Ushijima smiled at the memory, holding the picture close to his chest. 

"So this is love...Hinata Shoyo from the concrete. You may not have surpassed me, but you sure have broken me..." 

He softly placed the picture down, reading the letter over and over again. Reading the same sentences of I love you. 

A feeling that felt so surreal, something untangible. He was untangible. He, who he yearned for was no longer in his grasp. He did truly spread his wings and flown. He flew far away, to a place nobody could reach him. Nobody could have a grasp of him. Not even the great Ushijima Wakatoshi. 

"Hinata Shoyo..." 

And so the great Ushijima was broken. How he yearned for the one person he never expected. How he wailed in the depths of the darkness in his room. How he was unable to cherish the precious boy in his arms. How he who was known to be great wasn't great enough to save him. How he wasn't able to save the boy who captured his heart. 

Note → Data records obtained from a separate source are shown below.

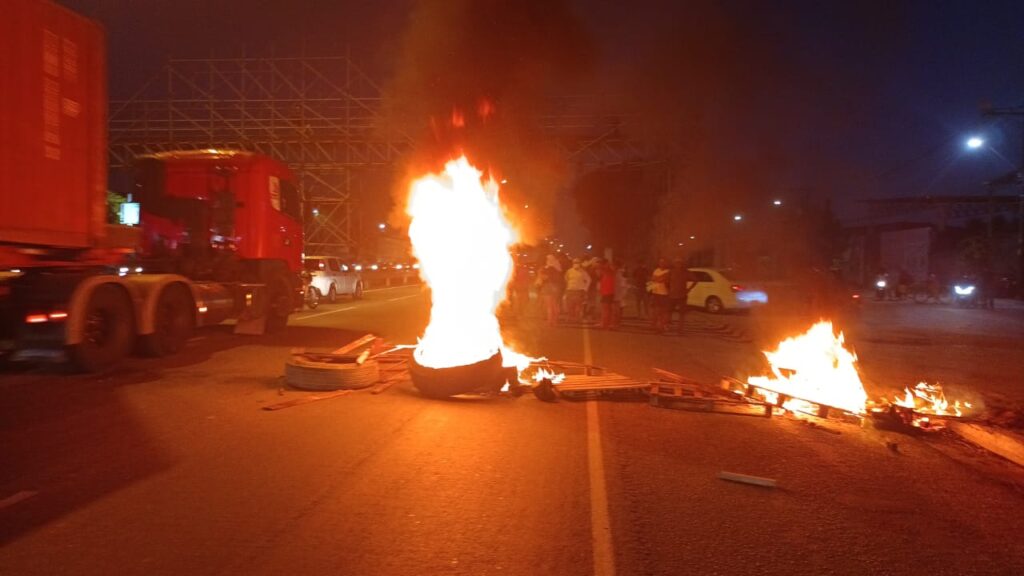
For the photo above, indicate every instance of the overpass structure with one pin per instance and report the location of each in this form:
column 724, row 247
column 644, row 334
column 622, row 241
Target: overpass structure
column 324, row 117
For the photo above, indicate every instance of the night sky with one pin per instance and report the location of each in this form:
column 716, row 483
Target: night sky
column 758, row 99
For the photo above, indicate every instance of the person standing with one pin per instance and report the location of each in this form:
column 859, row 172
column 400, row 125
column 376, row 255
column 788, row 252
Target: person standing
column 607, row 281
column 680, row 284
column 623, row 288
column 658, row 288
column 640, row 278
column 550, row 282
column 577, row 284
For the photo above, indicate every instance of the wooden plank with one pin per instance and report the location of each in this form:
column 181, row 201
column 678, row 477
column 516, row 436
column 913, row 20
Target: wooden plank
column 354, row 344
column 747, row 479
column 1004, row 443
column 305, row 400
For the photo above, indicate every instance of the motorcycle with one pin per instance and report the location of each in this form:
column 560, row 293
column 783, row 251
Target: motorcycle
column 880, row 289
column 311, row 294
column 966, row 294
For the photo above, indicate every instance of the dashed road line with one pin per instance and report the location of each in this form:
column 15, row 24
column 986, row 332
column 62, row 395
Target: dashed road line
column 16, row 497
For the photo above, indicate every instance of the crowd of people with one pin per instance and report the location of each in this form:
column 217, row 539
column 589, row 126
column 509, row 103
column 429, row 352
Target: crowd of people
column 597, row 291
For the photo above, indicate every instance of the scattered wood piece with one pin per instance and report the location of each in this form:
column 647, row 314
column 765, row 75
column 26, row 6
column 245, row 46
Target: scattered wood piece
column 355, row 344
column 745, row 479
column 1004, row 443
column 305, row 400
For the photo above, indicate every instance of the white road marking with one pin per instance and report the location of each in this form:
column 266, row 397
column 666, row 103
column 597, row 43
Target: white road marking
column 325, row 313
column 15, row 498
column 401, row 298
column 600, row 524
column 298, row 318
column 389, row 288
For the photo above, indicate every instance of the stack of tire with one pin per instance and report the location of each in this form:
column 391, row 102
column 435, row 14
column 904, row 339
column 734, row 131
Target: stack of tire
column 327, row 372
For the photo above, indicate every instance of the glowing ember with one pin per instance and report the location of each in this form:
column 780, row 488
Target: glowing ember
column 544, row 374
column 814, row 367
column 461, row 239
column 929, row 399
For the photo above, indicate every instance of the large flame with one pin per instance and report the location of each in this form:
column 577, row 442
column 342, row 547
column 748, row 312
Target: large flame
column 462, row 240
column 814, row 367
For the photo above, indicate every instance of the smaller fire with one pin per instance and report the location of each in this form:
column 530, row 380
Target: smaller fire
column 545, row 374
column 920, row 405
column 930, row 399
column 814, row 368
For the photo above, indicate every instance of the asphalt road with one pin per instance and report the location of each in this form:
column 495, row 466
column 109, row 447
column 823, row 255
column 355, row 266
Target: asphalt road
column 170, row 466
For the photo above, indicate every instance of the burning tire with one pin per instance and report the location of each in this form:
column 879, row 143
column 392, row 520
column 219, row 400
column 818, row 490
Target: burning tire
column 484, row 376
column 309, row 374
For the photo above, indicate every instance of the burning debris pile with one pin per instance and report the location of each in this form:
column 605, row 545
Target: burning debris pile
column 815, row 373
column 461, row 237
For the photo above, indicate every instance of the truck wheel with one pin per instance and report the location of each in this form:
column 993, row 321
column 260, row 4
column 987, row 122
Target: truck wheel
column 173, row 323
column 279, row 303
column 714, row 304
column 108, row 332
column 312, row 297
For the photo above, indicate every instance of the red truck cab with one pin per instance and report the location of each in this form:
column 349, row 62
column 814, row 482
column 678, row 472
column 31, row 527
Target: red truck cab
column 218, row 204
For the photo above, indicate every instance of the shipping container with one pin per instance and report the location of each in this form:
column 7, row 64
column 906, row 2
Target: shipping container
column 52, row 126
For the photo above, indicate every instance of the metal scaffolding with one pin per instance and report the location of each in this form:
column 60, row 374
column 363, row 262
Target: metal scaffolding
column 322, row 116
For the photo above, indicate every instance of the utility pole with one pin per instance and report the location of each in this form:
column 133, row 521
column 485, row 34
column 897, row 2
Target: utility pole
column 1017, row 112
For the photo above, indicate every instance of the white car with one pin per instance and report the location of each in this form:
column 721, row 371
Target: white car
column 716, row 290
column 330, row 278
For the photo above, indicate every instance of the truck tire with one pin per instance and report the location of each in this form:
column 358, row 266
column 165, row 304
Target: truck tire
column 109, row 331
column 713, row 304
column 312, row 297
column 279, row 303
column 311, row 375
column 174, row 320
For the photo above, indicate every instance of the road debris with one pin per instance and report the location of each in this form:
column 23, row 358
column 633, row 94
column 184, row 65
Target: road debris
column 747, row 479
column 1004, row 443
column 305, row 400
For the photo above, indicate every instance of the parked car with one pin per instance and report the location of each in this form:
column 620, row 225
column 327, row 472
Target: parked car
column 718, row 290
column 330, row 278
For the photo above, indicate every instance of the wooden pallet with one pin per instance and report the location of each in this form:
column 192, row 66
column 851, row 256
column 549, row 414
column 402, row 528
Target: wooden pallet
column 688, row 396
column 608, row 384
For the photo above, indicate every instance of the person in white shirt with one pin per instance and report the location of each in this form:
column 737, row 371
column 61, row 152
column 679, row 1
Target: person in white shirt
column 577, row 284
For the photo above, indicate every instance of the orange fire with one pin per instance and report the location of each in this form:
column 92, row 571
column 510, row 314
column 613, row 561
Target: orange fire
column 462, row 239
column 814, row 367
column 930, row 399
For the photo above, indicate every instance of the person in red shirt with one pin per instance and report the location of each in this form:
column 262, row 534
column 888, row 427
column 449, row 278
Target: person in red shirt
column 606, row 288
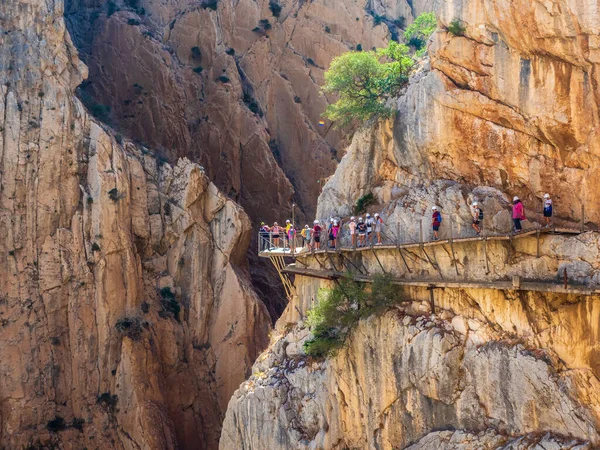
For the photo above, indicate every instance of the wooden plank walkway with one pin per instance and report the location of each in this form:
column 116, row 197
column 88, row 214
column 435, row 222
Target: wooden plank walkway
column 501, row 237
column 533, row 286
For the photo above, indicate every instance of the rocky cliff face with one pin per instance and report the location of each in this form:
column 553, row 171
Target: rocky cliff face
column 511, row 104
column 509, row 370
column 507, row 105
column 127, row 318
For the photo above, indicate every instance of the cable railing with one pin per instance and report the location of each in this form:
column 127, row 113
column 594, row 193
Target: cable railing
column 418, row 231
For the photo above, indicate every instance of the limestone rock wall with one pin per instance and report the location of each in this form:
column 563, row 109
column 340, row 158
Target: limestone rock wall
column 127, row 318
column 510, row 104
column 406, row 374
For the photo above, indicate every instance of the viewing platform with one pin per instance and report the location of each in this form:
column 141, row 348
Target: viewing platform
column 435, row 264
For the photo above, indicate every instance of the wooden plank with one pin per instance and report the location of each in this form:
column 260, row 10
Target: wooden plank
column 540, row 286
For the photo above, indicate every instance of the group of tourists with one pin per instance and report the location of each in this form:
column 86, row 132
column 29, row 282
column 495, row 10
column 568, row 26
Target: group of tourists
column 518, row 216
column 368, row 231
column 363, row 232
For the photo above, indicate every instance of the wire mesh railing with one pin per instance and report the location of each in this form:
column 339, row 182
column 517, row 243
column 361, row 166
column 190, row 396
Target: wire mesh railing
column 416, row 231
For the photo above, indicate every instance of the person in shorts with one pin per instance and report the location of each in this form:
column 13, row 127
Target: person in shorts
column 362, row 232
column 518, row 215
column 352, row 228
column 477, row 213
column 436, row 221
column 276, row 230
column 547, row 210
column 316, row 234
column 370, row 225
column 378, row 227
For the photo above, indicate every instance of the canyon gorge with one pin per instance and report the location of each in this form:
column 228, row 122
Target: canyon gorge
column 143, row 141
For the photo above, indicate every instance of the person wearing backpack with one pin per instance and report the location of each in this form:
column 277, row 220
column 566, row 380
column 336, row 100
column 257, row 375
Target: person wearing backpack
column 436, row 221
column 316, row 234
column 477, row 213
column 547, row 210
column 518, row 214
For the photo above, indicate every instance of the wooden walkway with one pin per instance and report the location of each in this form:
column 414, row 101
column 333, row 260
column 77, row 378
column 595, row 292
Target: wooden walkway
column 285, row 271
column 501, row 237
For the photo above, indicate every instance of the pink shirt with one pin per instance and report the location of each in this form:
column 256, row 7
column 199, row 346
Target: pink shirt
column 518, row 211
column 352, row 226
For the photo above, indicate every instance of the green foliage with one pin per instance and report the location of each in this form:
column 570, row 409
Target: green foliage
column 338, row 311
column 363, row 203
column 365, row 81
column 275, row 8
column 457, row 28
column 420, row 30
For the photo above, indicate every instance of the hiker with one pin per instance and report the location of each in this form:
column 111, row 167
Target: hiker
column 477, row 213
column 329, row 233
column 335, row 230
column 316, row 234
column 378, row 227
column 264, row 236
column 276, row 230
column 306, row 232
column 291, row 235
column 352, row 228
column 547, row 210
column 518, row 214
column 370, row 222
column 436, row 221
column 362, row 232
column 288, row 225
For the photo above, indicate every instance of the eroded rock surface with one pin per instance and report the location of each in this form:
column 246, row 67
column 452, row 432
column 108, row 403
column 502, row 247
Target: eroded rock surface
column 512, row 104
column 127, row 318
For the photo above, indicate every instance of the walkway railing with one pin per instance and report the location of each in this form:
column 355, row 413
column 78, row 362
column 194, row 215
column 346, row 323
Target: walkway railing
column 454, row 227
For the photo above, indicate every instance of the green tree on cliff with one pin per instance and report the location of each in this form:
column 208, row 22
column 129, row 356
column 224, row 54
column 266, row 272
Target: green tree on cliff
column 365, row 81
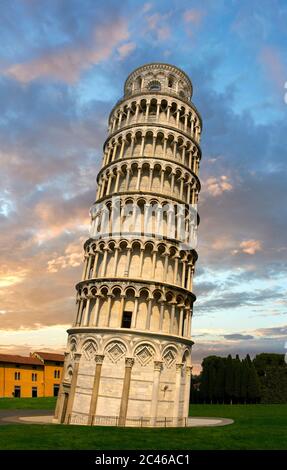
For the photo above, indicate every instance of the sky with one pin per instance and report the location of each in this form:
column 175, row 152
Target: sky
column 63, row 64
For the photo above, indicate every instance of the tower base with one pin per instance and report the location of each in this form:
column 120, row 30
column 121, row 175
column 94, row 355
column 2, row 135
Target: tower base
column 120, row 377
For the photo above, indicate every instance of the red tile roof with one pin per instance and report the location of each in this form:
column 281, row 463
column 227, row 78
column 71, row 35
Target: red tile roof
column 14, row 359
column 49, row 356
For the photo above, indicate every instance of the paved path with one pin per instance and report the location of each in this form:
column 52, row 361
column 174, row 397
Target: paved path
column 46, row 416
column 18, row 416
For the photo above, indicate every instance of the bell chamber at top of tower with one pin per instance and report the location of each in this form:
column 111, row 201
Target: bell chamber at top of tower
column 159, row 77
column 156, row 95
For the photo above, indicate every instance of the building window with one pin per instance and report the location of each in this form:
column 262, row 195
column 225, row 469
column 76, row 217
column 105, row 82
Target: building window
column 56, row 389
column 17, row 391
column 127, row 319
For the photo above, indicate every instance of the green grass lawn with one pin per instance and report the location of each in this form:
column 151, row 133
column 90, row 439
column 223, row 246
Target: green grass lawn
column 255, row 427
column 27, row 403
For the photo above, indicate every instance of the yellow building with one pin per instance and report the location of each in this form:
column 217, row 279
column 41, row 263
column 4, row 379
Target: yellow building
column 38, row 375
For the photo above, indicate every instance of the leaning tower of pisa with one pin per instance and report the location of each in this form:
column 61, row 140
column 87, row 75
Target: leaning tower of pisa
column 128, row 358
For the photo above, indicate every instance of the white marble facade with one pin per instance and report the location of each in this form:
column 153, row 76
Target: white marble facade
column 128, row 358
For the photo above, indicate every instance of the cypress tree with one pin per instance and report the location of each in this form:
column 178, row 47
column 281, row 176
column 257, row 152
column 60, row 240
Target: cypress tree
column 237, row 378
column 253, row 385
column 229, row 379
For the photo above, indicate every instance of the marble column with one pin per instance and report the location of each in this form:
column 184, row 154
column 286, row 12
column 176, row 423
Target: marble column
column 129, row 362
column 99, row 358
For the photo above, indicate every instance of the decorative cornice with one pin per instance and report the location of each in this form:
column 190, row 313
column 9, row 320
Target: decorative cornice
column 128, row 282
column 154, row 93
column 130, row 332
column 159, row 65
column 156, row 125
column 147, row 159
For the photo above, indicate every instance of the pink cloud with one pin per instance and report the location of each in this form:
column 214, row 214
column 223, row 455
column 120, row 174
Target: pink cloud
column 68, row 63
column 156, row 24
column 217, row 186
column 126, row 49
column 250, row 247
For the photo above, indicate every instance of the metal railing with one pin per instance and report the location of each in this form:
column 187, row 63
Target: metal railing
column 137, row 421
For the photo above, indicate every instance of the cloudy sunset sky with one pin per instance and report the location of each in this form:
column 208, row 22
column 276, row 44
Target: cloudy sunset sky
column 63, row 64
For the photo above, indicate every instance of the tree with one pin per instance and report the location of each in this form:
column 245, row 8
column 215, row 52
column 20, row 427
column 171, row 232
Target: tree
column 229, row 379
column 272, row 372
column 253, row 384
column 237, row 365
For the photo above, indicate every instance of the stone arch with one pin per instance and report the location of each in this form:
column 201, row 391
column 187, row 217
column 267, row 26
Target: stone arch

He picked up his phone, Dialing Tendou Satori. His voice cracked, as he spoke, tears continuing to stream from his eyes. 

"Ushi...?"

"Satori..." 

He was breaking down, something not even Tendou had seen. 

"I love him, Tendou, I really do..." 

Tendou smiled softly, chuckling. 

"We all love him Ushi, funny how you're capable of something." 

Ushijima clenched his shirt, his heart wept from the yearful thought of holding him. 

"Tendou, why couldn't we save him?" 

"Because he didn't want to be saved." 

At this point, they were both crying, as they reminisced in the memory of the bright sunshine. 

"All he wanted was for us to be happy, even if it wasn't with him, Ushi..." 

Ushijima broke down, rocking back and forth. 

"Satori...I didn't think or know I could feel like this, Satori...is there something wrong with me?" 

Tendou softly whispered. 

"No, there's nothing wrong, Ushi. We fell in love with a beautiful ball of sunshine, and that's humane. You're human, Ushi. So, cry, cry your heart out." 

And so he did. They called the rest of the night, Tendou comforting Ushijima, as he cried his heart out. As he cried until his voice became dry and he could no longer cry anymore. He cried until his tears ran dry, and he could accept the fact that he was gone. Hinata was gone. His first and only love was gone.